Northwest Arkansas Democrat-Gazette

Chocolate-maker thinking pink for rosy future

- ISIS ALMEIDA AND CORINNE GRETLER

A breakthrou­gh by a Swiss chocolate-maker expands the industry’s hues beyond just dark, milk and white.

Barry Callebaut AG, the world’s largest cocoa processor, has come up with the first new natural color for chocolate since Nestle SA started making bars of white chocolate more than 80 years ago. While it has a pinkish hue and a fruity flavor, the Zurichbase­d company prefers to refer to it as “ruby chocolate.”

The new product may help boost sales in a struggling global chocolate market that producers hope has touched bottom. As Hershey cuts 15 percent of its staff and Nestle tries to sell its U.S. chocolate business, ruby chocolate raises the possibilit­y that next Valentine’s Day may arrive with store shelves full of natural pink chocolate hearts.

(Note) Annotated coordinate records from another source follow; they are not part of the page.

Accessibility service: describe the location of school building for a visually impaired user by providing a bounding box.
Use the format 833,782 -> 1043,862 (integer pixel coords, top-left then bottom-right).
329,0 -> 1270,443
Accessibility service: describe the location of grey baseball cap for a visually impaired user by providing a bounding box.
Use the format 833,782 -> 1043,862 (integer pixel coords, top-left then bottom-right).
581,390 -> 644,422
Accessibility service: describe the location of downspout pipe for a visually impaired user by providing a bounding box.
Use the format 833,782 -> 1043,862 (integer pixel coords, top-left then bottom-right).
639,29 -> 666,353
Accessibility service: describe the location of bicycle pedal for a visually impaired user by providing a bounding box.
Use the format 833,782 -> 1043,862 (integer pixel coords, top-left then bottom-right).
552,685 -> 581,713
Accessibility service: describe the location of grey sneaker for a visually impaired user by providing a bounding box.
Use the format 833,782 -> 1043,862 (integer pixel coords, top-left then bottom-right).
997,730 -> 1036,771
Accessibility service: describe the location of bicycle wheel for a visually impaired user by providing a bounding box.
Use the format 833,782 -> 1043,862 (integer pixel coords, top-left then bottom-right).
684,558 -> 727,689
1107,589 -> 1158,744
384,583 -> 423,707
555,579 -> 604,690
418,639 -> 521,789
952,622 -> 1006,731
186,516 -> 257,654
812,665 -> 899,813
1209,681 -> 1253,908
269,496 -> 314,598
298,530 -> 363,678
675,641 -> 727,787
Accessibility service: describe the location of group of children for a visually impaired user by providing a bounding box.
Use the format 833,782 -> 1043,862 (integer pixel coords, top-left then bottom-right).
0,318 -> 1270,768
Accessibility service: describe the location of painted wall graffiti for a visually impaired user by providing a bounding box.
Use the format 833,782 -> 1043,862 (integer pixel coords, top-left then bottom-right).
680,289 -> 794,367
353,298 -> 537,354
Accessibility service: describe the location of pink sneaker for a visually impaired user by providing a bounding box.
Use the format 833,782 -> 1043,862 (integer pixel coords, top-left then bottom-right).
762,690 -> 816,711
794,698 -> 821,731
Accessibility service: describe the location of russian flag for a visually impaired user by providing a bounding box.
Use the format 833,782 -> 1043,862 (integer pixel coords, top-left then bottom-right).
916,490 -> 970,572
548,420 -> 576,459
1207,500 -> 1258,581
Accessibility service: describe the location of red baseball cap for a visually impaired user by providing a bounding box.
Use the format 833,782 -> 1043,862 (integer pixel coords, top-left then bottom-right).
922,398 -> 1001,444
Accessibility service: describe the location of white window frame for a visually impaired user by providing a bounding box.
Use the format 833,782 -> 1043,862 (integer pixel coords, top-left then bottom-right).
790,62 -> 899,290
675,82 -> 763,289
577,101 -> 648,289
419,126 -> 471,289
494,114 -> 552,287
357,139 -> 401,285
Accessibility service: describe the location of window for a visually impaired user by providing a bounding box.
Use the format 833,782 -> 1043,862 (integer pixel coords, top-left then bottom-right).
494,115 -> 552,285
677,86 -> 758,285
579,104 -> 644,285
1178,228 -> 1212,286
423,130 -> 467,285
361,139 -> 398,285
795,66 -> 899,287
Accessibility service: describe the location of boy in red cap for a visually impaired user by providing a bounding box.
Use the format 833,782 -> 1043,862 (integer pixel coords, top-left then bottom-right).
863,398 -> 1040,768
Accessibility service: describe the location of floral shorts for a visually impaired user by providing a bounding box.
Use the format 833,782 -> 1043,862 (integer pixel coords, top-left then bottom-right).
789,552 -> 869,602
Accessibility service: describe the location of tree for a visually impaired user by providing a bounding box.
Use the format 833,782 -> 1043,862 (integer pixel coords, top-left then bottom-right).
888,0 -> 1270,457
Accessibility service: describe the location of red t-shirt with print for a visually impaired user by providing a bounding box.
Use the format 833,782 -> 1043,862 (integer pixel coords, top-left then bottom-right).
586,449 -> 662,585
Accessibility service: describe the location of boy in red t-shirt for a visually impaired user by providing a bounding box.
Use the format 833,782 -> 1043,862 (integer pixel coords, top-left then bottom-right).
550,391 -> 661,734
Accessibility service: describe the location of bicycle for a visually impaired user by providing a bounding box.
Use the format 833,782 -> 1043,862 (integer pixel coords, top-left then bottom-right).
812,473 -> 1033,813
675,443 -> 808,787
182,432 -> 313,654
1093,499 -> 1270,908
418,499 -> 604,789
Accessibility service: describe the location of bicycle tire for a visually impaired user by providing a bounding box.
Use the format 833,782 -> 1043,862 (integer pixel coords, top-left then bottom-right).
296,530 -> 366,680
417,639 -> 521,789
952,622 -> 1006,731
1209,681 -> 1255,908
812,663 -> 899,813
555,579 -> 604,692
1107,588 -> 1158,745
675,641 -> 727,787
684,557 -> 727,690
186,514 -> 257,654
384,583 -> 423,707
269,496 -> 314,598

The innovation, based on a special type of cocoa bean, comes after about a decade of developmen­t, according to Chief Executive Officer Antoine de Saint-Affrique. The chocolate, unveiled in Shanghai recently, has a natural berry flavor that’s sour yet sweet, according to the Zurich-based company, which works behind the scenes to produce chocolate sold by all the major producers including Hershey Co. and Cadbury.

“It’s natural, it’s colorful, it’s hedonistic, there’s an indulgence aspect to it, but it keeps the authentici­ty of chocolate,” the CEO said in a telephone interview. “It has a nice balance that speaks a lot to millennial­s.”

The new product may also appeal to Chinese consumers, a nascent market for chocolate, De Saint-Affrique said. The company has tested the product in the U.K., U.S., China and Japan through independen­t consumer research carried out by Haystack and Ipsos.

“We had very good response in the key countries where we tested, but we’ve also had very good response in China, which for chocolate is quite unusual,” he said, adding that the color is attractive in that market.

Innovation­s in chocolate often take years because of the complex structures and the challenge of maintainin­g texture and taste. Nestle SA scientists have found a way to reduce the amount of sugar in chocolate by as much as 40 percent, though it won’t be available in confection­ery products until next year. Barry Callebaut also sells chocolate that withstands higher temperatur­es, a goal chocolate companies had sought to achieve for decades.

Barry Callebaut’s research department came across the possibilit­y of ruby chocolate by chance about 13 years ago as it studied cocoa beans, and Germany’s Jacobs University in Bremen cooperated in the developmen­t.

“It could be excellent news if the taste works for consumers, as it offers a new branch of manufactur­ers to explore,” said Bloomberg Intelligen­ce analyst Duncan Fox. “If they can use less sugar to make a nice bar, then it will be an addition to the current market.”

The beans used to make ruby chocolate come from the Ivory Coast, Ecuador and Brazil, and the unusual color comes from the powder extracted during processing, De Saint-Affrique said. No berries or colors are added. While other companies, including Cargill Inc., already produce red cocoa powder, this is the first time natural reddish chocolate is produced.

“You could try and copy the color and try to copy the flavor, but making a real chocolate, which is just made out of your normal chocolate ingredient­s, with that taste and with that color would be extraordin­arily difficult,” De Saint-Affrique said.

The developmen­t comes at a time when a large global surplus has sent cocoa futures traded in London more than 30 percent lower in the past year, resulting in a crisis in Ivory Coast. The top grower earlier this year cut the price paid to farmers by 36 percent for the smaller of two annual crops that started in April.

“If Africa is going to extract more value from cocoa, it has to move away from being a bulk supplier of generic beans and instead focus on enhancing its specialty production,” said Edward George, head of soft commoditie­s research at Lome, Togo-based lender Ecobank Transnatio­nal Inc. “This has much higher margins.”